Bret Barnhizer, Nanologix CEO, took over the company four and a half years ago.
“It was essentially a hobby in a doctor’s office,” Barnhizer said of the company while it was still based out of Pennsylvania.
He got involved in the company while looking to invest in alternative energies. At that time, the company was exploring ways to separate hydrogen from waste.
He became company CEO and redirected it toward the development of BNP.
BNP, a membrane which looks like a circular plastic sheet to the naked eye, holds millions of smaller-than-micro-level holes. These holes allow fluid and nutrients to pass through but not cells, allowing bacteria to grow and take on the staining fluid more efficiently, thereby leading to faster detection.
In November, a third-party lab in Texas found the filter led to a four-day identification of tuberculosis, a process that normally takes 21 days.
The University of Texas Health Science Center is working on a clinical study using another Nanologix product — BioNanoFilter, a square filter paper, for detecting Strep B in pregnant women within two hours, allowing doctors to prescribe the correct antibiotic.

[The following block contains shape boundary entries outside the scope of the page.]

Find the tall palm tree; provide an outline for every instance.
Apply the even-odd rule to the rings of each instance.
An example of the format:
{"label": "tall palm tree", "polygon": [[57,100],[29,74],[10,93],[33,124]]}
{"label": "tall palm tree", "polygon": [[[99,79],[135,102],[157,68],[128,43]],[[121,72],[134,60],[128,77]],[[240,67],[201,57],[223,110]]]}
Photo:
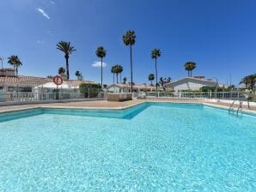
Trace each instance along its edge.
{"label": "tall palm tree", "polygon": [[74,46],[70,45],[70,42],[60,41],[57,45],[57,49],[60,50],[64,53],[64,57],[66,59],[66,71],[67,71],[67,79],[70,79],[70,69],[69,69],[69,57],[70,54],[72,54],[76,51]]}
{"label": "tall palm tree", "polygon": [[130,61],[131,61],[131,90],[132,93],[132,50],[131,47],[135,44],[136,41],[136,35],[135,32],[132,30],[129,30],[123,35],[123,41],[126,46],[130,46]]}
{"label": "tall palm tree", "polygon": [[150,86],[153,86],[152,81],[155,80],[155,75],[154,75],[154,74],[149,74],[149,76],[148,76],[148,78],[149,78],[149,81],[151,81]]}
{"label": "tall palm tree", "polygon": [[82,80],[82,75],[79,70],[76,70],[75,75],[76,75],[77,80]]}
{"label": "tall palm tree", "polygon": [[116,75],[117,77],[117,83],[119,83],[119,74],[121,71],[121,65],[119,64],[115,64],[113,67],[113,73],[114,73]]}
{"label": "tall palm tree", "polygon": [[122,65],[119,65],[119,73],[120,74],[120,82],[122,82],[122,72],[124,70],[124,68]]}
{"label": "tall palm tree", "polygon": [[113,83],[114,83],[114,74],[115,74],[115,68],[114,68],[114,66],[112,66],[112,68],[111,68],[111,73],[113,73]]}
{"label": "tall palm tree", "polygon": [[161,57],[161,51],[160,49],[154,49],[151,51],[151,58],[155,59],[155,88],[157,90],[157,67],[156,67],[156,60],[157,58]]}
{"label": "tall palm tree", "polygon": [[14,69],[16,70],[16,75],[18,75],[18,67],[22,65],[22,63],[21,62],[18,56],[10,56],[8,57],[8,63],[14,66]]}
{"label": "tall palm tree", "polygon": [[123,83],[125,84],[126,81],[127,81],[127,78],[126,78],[126,77],[124,77],[124,79],[123,79]]}
{"label": "tall palm tree", "polygon": [[102,59],[106,57],[107,51],[104,49],[103,46],[99,46],[96,50],[96,56],[101,58],[101,87],[102,87]]}
{"label": "tall palm tree", "polygon": [[245,84],[246,88],[253,90],[256,83],[256,74],[245,76],[241,79],[240,84]]}
{"label": "tall palm tree", "polygon": [[185,69],[187,70],[188,76],[192,77],[192,71],[196,69],[197,63],[194,62],[186,62],[184,67]]}

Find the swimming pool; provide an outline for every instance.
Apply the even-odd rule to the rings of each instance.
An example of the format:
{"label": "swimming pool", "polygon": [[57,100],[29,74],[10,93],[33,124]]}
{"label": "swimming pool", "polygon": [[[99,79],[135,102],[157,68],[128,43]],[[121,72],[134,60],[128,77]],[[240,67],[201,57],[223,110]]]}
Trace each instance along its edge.
{"label": "swimming pool", "polygon": [[203,105],[0,115],[0,191],[255,191],[256,117]]}

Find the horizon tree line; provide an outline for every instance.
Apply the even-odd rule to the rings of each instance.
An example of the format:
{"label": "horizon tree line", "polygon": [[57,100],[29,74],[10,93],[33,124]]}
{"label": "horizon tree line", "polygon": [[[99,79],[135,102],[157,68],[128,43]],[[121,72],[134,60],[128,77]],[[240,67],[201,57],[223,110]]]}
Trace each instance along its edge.
{"label": "horizon tree line", "polygon": [[[131,92],[132,92],[132,85],[133,83],[133,61],[132,61],[132,47],[136,43],[136,39],[137,36],[135,35],[135,32],[133,30],[128,30],[126,33],[122,36],[123,42],[125,45],[129,46],[130,48],[130,67],[131,67]],[[67,75],[67,79],[70,79],[70,69],[69,69],[69,58],[70,55],[72,54],[74,51],[76,51],[76,49],[74,48],[74,46],[71,45],[70,42],[66,42],[66,41],[59,41],[56,47],[58,50],[61,51],[62,52],[64,53],[64,58],[65,58],[65,69],[61,68],[58,69],[58,74],[62,73],[64,74],[66,72]],[[103,75],[102,75],[102,70],[103,70],[103,58],[107,56],[107,51],[104,49],[103,46],[99,46],[96,51],[95,51],[96,56],[101,58],[101,87],[103,87]],[[155,75],[152,75],[154,74],[149,74],[148,76],[149,81],[152,81],[155,79],[155,88],[157,90],[158,88],[158,69],[157,69],[157,59],[162,56],[162,52],[160,49],[155,48],[151,51],[151,58],[155,60]],[[18,75],[18,68],[22,66],[22,63],[20,60],[18,56],[12,55],[8,57],[8,63],[11,64],[14,67],[14,69],[16,72],[16,75]],[[187,71],[187,75],[189,77],[192,76],[192,70],[196,69],[196,63],[194,62],[186,62],[184,65],[185,70]],[[121,75],[123,72],[123,67],[119,64],[116,64],[112,67],[111,69],[111,73],[116,75],[116,82],[119,81],[118,80],[118,75],[119,75],[119,79],[121,82]],[[75,73],[77,79],[81,79],[82,77],[82,73],[77,70]],[[51,77],[52,75],[48,75],[48,77]],[[240,84],[245,84],[247,88],[253,89],[256,84],[256,74],[253,74],[250,75],[247,75],[241,81]],[[127,79],[124,78],[124,82],[126,82]],[[114,82],[114,77],[113,77],[113,82]]]}

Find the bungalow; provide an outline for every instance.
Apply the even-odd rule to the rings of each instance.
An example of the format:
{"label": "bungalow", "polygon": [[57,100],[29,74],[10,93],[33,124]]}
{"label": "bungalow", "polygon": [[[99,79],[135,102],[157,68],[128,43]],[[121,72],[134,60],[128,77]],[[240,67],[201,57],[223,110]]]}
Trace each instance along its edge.
{"label": "bungalow", "polygon": [[[89,81],[69,80],[64,81],[63,87],[78,88],[82,82]],[[15,75],[12,69],[0,69],[0,91],[2,92],[34,92],[39,87],[56,88],[52,78]]]}
{"label": "bungalow", "polygon": [[[147,86],[146,84],[143,85],[133,85],[133,92],[152,92],[155,90],[155,87],[153,86]],[[114,83],[107,87],[107,91],[111,93],[130,93],[131,92],[131,83]]]}
{"label": "bungalow", "polygon": [[202,87],[222,87],[211,79],[205,79],[204,76],[185,77],[169,83],[167,83],[167,88],[173,89],[175,93],[180,90],[199,90]]}

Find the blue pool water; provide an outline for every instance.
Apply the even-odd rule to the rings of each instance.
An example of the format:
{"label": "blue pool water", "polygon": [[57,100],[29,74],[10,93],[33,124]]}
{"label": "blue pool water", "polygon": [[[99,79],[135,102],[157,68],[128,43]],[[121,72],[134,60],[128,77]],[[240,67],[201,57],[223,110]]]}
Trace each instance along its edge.
{"label": "blue pool water", "polygon": [[0,121],[0,191],[256,190],[256,117],[145,104]]}

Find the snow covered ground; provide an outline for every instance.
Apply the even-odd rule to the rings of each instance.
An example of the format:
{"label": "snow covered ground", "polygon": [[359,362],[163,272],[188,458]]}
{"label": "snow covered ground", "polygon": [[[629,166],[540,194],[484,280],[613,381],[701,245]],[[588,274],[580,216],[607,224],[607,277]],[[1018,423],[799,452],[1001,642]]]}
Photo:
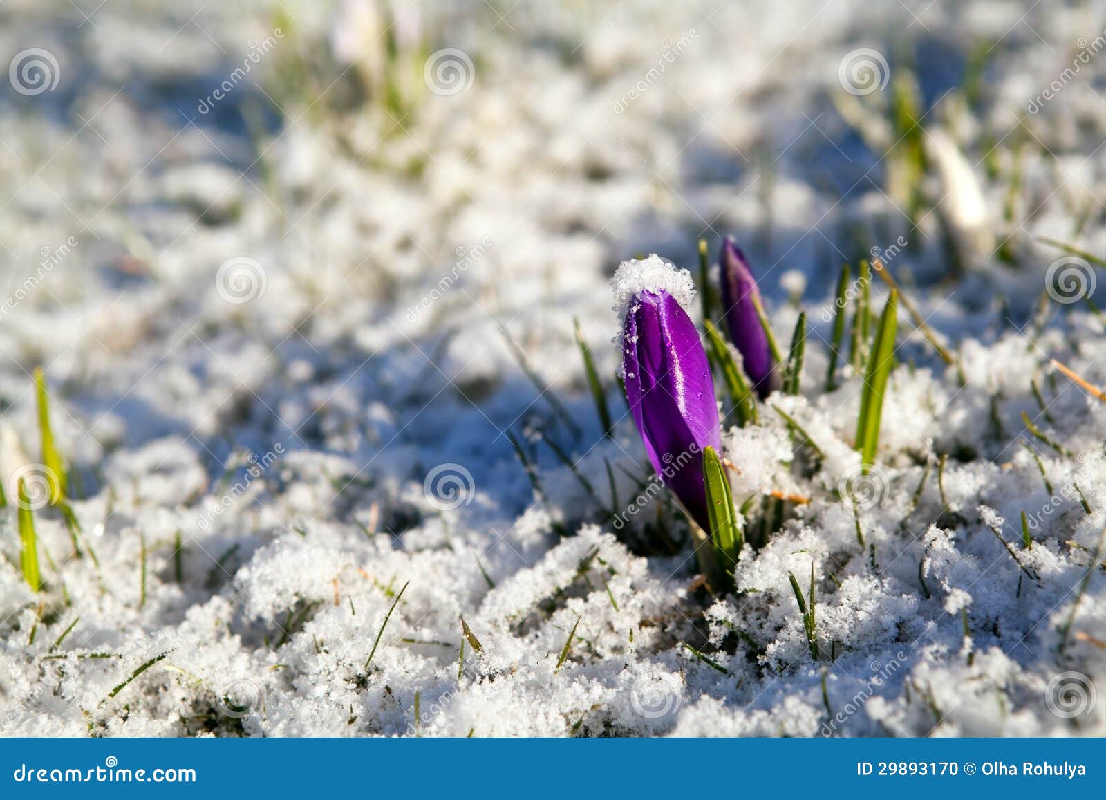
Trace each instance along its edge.
{"label": "snow covered ground", "polygon": [[[0,509],[0,733],[1106,734],[1106,406],[1050,366],[1106,385],[1106,339],[1065,302],[1095,270],[1040,240],[1106,253],[1104,29],[1096,2],[6,0],[0,467],[14,500],[45,460],[42,366],[82,532],[32,502],[36,594]],[[770,403],[821,456],[768,405],[729,430],[739,501],[811,502],[713,598],[671,503],[635,500],[607,282],[728,233],[778,336],[807,311]],[[859,479],[826,342],[869,253],[967,382],[904,310]]]}

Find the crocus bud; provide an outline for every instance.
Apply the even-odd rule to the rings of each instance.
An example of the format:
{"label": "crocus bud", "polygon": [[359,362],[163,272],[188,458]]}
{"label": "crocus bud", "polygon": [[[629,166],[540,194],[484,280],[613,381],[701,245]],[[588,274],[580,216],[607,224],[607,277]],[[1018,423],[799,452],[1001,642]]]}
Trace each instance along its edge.
{"label": "crocus bud", "polygon": [[[629,269],[615,276],[615,292],[628,301],[622,340],[626,399],[657,475],[709,531],[702,450],[721,448],[714,382],[695,324],[668,291],[690,297],[690,274],[656,256],[624,267]],[[661,280],[646,281],[629,293],[626,278],[635,270]]]}
{"label": "crocus bud", "polygon": [[730,341],[741,353],[745,374],[761,399],[780,388],[780,376],[775,359],[768,344],[768,334],[757,314],[761,301],[757,280],[744,253],[727,237],[718,258],[721,269],[722,305],[726,311],[726,326],[730,330]]}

“We looked around for something that would be economically beneficial,” Barnhizer said about seeking a place for the lab.
So they consolidated their lab within Nanologix’s current headquarters — a red, wooden building Barnizer said was once a pole barn. But there, the company can develop up to 60,000 BNPs a day, he said.
“We brought some equipment up from Cincinnati,” Barnhizer said while walking around the new laboratory.
The blue floor is coated with a special paint that doesn’t chip, and the new, stainless-steel cabinets glimmer in the fluorescent lighting.
“These cabinets actually came from Sam’s Club,” he said.
Three scientists with backgrounds in chemistry and microbiology are experimenting with other filters, like a quarter-sized plastic disk with 2.5 million pico-level [two steps smaller than micro] openings called BioNanoChannel, or BNC.
Working under a safety hood, Tim Aronson, a research and development scientist, tests the filters’ quality with Level 1 bacteria — or bacteria humans come in contact with every day.
The safety hood is “a high-efficiency particle filter that filters out all dust particles: fungi, yeast and bacterium,” Aronson said, wearing latex gloves and a pristine-white lab coat.
Aronson said while working beneath the hood, it protects the scientist and the testing sample.
To test their products with higher-level bacteria like tuberculosis or anthrax, Nanologix sends their products off to third-party labs, which Barnhizer says are excited about the results. But despite the breakthrough, it could still be months before the biotech company reaps monetary reward.
“Our sales have been minimal because we need FDA approval,” Barnhizer said. “All these studies and its raw data will be submitted to the FDA.”
After that, he believes it will take up to three months before FDA approval because of the testing’s noninvasive nature.
If needed, Barnhizer said they could bring in more of the machines that place BNP in petri dishes to increase production. If Nanologix grows out of the building, “We’ve already talked to the landowner here,” Barnhizer said. “He’s got six acres that’s available to us.”